We developed a technique to analyze HTML, CSS, and Javascript code while it is still embedded as string literals in PHP code. PHP web application have the interesting characteristic of staged programs, where the server-side PHP code is executed to produce a client-side HTML and Javascript program. As a consequence, it is difficult to analyze the client-side code before the server-side code is executed. To solve this cross-stage analysis, we symbolically execute the server-side code to approximate all client-side output. The approximated client-side code contains symbolic values and decisions from control-flow decisions. Interestingly, this can be interpreted similar to unpreprocessed C code with conditional output and we can use the same variational parsers from TypeChef to build variational representations of the HTML DOM and JavaScript programs, and we can subsequently build variational call graphs on top to enable various forms of tool support from navigation, to bug detection, to test quality assessment, to refactoring, and to slicing [FSE 2014, ESEC/FSE 2015, ICSE 2015, AUSE 2019]. This is a perfect example, where techniques originally developed for product lines can help to solve problems entirely outside the product line domain, in this case the analysis of staged programs.
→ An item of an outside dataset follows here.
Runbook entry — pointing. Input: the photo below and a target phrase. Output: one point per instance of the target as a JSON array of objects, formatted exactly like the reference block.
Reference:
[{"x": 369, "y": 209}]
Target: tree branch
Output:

Performance analysis of highly configurable systems can be generalized as a form of sensitivity analysis. The same techniques we use to learn performance-influence models can be used to understand design spaces and consequences of changes in domains outside of traditional product lines, as long as we can evaluate the impact of these changes in an interpreter. For example, we can model which changes to parameters or variable types in a robotics or high-performance computing have a significant impact on performance or accuracy [SEAMS 2019, IEEE-Sw 2019, WSR 2016]. There is a broad field of potential application areas that potentially share similar characteristics about the nature of interactions of changes, where both black-box and white-box sensitivity- analysis techniques for highly-configurable systems can be reused.
We explore variational-analysis techniques for exploring the effect and the interactions of multiple potential changes to a software system. By encoding each potential change as a configuration decision, we can use techniques such as variational execution to see which change or which combination of changes break a test. We found that these techniques allow efficient exploration of large search spaces, as used for mutation-based testing or automatic program repair [ESEC/FSE 2020, FSE-NIER 2018].
We are generally open to research and collaborations in a broad spectrum of software engineering questions. We have worked on dynamic software updates [SPE 2013], embedded and extensible domain specific languages [OOPSLA 2011, GPCE 2011], software merging [ESEC/FSE 2011, ASE 2017, AUSE 2018], and exploring various empirical methods, including assessing program comprehension as a confounding factor [EMSE 2014], self-adaptation in robots [SEAMS 2019, IEEE-Sw 2019], and using fMRI scanners [ICSE 2014, ESEC/FSE 2017, TSE 2018].
We analyzed how developers understand programs by directly observing brain area activations inside an fMRI scanner. While our initial project was focused on establishing the feasibility of fMRI as an technique for studying program comprehension (we confirmed many expected activations regarding short-term memory and language comprehension), this line of research can potentially help us in the long run to understand what makes programs complex and what form of complexity developers can handle well and what forms they struggle with. It may have further implications about how to teach programming or design programming languages [ICSE 2014, ESEC/FSE 2017, TSE 2018].